Manners, family, schools, and bank accounts have often been confused with moral worth, but when you see a turtle atop a fence post, as President Clinton used to say, you know it had help getting up there. In Saudi Arabia, the “royal family” stands 30,000 strong, and every one of them is a “post turtle.” Were I to say that in Riyadh, however, I’d probably be flogged.
Stories like Queen Elizabeth I’s theft of silverware from her host take the luster off royalty, but petty theft with impunity is but half the story: Mohammed II the Sultan of Turkey, among others, is the other half. His success in expanding the Ottoman Empire apparently had gone to his head, for when he discovered a melon slice was missing from his table, he had fourteen of his attendants disemboweled in a search for the thief.

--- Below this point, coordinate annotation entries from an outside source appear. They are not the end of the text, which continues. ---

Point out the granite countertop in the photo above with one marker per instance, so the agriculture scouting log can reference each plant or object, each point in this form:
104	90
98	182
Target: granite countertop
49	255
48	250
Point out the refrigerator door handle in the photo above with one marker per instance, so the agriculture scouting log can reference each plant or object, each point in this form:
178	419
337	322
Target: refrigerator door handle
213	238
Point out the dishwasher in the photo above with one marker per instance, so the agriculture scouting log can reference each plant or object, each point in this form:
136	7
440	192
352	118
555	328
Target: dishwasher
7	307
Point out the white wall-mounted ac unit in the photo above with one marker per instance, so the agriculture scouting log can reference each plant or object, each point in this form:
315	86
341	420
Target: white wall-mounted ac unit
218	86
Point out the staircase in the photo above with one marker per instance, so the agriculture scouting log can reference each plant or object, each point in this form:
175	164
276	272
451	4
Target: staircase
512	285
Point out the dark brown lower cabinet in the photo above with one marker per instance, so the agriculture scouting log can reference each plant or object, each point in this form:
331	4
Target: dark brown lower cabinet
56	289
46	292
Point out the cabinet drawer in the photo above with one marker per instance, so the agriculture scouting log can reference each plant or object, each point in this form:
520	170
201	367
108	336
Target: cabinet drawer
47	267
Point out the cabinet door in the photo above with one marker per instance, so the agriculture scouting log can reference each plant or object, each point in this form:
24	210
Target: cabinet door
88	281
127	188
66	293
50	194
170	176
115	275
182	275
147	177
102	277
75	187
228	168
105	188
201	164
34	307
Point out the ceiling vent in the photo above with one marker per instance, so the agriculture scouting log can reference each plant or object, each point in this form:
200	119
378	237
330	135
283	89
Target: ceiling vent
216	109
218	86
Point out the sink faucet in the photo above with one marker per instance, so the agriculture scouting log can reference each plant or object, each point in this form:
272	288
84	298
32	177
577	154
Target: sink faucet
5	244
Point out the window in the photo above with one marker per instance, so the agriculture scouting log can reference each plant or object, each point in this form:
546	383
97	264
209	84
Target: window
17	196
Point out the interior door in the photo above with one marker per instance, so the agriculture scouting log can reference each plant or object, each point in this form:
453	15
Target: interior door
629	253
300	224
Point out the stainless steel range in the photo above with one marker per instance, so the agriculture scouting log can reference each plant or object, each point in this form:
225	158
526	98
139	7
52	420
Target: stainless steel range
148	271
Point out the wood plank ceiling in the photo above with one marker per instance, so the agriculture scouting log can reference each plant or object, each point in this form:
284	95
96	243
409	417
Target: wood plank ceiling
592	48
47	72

His surgeons found no seeds, and the disappearance remains a mystery.
By the nineteenth century, many royal staffs had learned how to protect themselves. When King Otto of Bavaria told his guards that killing a peasant every day would assure his longevity, two of them devised a plan to foil their mad monarch. Every day one guard would walk by the king’s open window dressed as a peasant, while another supplied the king with a rifle that fired only blanks. Every day the king fired his rifle, and every day a peasant rose from the dead out of the king’s purview. The sad thing is that the king thought he’d killed an innocent every day and was justified in doing so.
Marcus Aurelius left us his stoic Meditations; Alfred the Great set a noble precedent when he baptized the Vikings rather than execute or enslave them; Charlemagne promoted literacy among his clergy; and without James I, there would have been no King James Bible. Nevertheless, one must carefully screen history to find the good that most monarchs did for their people. As I have half seriously said elsewhere, perhaps the best thing Queen Elizabeth II has done in her sixty-five years as “figure-head of state” is shake two-million-plus hands. The Prince Consort has shaken somewhat fewer, for he walks two paces behind his wife. For these services and others, the royal couple is paid over a hundred million dollars annually.

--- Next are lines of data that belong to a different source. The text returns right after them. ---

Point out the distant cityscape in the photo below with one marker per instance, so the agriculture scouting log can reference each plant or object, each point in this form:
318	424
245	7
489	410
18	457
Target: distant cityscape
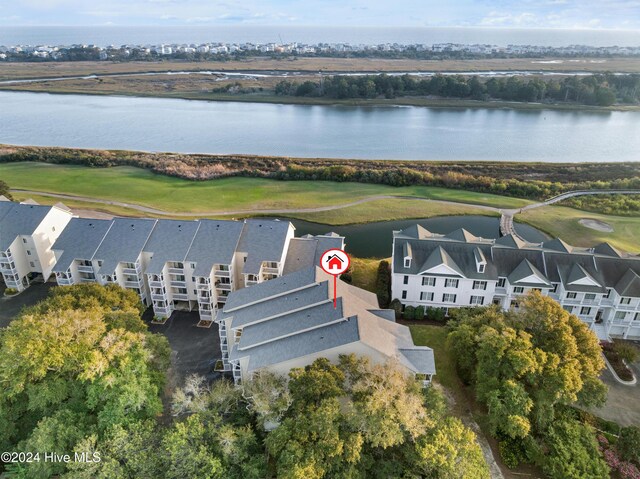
201	51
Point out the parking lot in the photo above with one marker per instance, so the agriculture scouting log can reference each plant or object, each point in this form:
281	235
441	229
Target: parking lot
10	307
195	350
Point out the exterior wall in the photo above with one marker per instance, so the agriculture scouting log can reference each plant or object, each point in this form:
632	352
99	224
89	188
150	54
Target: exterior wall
595	311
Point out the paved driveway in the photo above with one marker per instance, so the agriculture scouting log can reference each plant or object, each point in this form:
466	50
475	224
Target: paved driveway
195	350
10	307
623	402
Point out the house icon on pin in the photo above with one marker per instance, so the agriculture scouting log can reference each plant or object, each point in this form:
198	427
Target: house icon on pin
334	261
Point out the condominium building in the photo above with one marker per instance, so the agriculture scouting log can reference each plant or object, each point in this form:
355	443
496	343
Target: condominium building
120	255
27	232
291	321
600	285
173	264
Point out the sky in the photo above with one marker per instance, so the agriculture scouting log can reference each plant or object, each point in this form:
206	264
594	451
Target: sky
571	14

Despite incompetent presidents, courts, and congresses, an overview of the royal follies should make all who live in the American democracy glad that the founders foresaw the virtues of separating state powers, excluding the church from the state, and placing control of the military in civilian hands.
As the novelist John Gardner wrote, “One doesn’t give the Prince of Wales an aptitude test and start him in the stock room,” but perhaps we should do this for presidents before granting them tenure. As for myself, I respect “the wisdom of the crowd.”
* Webmaster’s Note: Dr. Benjamin Bernard “Bernie” Dunlap, author
of novels, poems, essays, and opera libretti, is an academic who attended Oxford
University as a Rhodes scholar and received his Ph.D. from Harvard in 1967. He worked
as a writer, producer, and on-camera presenter for public television for many years
and as principal dancer for Columbia City Ballet in the late 1970s.